Research has shown that therapeutic horseback riding can improve symptoms of MS that include pain, balance and fatigue. The energy and movement of the horse can help participants achieve functional outcomes.

“I put my name on the waiting list (at NVTRP) and I was overwhelmed and in disbelief when I got the call from Olivia (Taylor, Program Director) offering me a spot,” said Nancy. “The fact that I was going to be able to ride was unbelievable and something I'd wanted my entire life. It just took having MS to get me there.”

Nancy started riding at NVTRP over two years ago and has seen improvements in both her physical and mental well-being.

“I can certainly feel the muscles in my legs stretching and strengthening. It's also really fun and something to look forward to every week. Plus it's pretty cool to say, ‘I’m on my way to a horseback riding lesson.’”

Assisted by her team of volunteers (a horse leader and two sidewalkers for support), Nancy comes to O’Shaughnessy Farm for her weekly riding lesson on Rain, her trusted equine partner.

“I love to ride Rain. Her trot is really smooth and graceful. I always feel like she is giving me her best. I wish I could ride her every day,” she explains.
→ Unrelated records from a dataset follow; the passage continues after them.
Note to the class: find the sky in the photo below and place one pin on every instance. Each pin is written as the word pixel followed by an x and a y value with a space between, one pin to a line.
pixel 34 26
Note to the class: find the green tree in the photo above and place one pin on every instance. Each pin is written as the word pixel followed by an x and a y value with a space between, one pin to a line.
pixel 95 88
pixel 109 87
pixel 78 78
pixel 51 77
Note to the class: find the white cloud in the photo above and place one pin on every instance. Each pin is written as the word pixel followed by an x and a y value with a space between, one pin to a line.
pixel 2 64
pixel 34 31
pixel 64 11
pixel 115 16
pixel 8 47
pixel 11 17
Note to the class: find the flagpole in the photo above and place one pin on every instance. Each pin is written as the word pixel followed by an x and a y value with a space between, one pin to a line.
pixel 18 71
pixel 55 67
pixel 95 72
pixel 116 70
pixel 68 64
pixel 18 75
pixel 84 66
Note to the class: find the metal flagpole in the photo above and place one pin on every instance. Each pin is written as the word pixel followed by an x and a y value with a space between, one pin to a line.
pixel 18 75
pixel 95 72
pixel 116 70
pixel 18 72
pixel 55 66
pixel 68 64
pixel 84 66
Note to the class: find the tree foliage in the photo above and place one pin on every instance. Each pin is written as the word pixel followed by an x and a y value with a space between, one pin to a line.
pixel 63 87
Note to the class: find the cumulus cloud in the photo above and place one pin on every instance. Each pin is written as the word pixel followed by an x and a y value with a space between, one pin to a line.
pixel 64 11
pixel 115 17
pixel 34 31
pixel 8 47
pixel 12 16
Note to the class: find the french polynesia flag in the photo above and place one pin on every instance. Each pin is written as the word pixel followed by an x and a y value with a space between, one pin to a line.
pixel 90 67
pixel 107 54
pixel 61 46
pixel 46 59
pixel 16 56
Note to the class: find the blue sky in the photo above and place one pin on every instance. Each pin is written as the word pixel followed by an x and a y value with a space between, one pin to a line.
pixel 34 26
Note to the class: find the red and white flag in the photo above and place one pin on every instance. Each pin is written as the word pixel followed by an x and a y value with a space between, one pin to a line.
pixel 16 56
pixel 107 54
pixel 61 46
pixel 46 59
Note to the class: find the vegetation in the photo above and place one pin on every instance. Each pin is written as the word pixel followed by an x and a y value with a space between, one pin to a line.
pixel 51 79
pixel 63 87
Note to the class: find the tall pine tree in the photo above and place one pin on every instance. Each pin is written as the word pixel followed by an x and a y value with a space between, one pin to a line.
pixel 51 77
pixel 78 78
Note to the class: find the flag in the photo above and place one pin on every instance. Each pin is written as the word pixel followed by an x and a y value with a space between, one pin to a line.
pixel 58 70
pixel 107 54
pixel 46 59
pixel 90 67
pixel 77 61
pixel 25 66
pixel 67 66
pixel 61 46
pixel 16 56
While there is currently no cure for MS, the advances in research and treatment are giving hope to those affected by the disease. And in the meantime, Nancy, along with her husband and two daughters, continues to live her best life.

“This is a progressive, chronic, unpredictable disease. There are no guarantees, but I will lead a long, normal life. In many ways, I have never been healthier. I take really good care of myself. I have eliminated stress from my life. I eat right, sleep right, rest and exercise. I'm an upbeat person. I am lucky. I will beat MS. I already am.”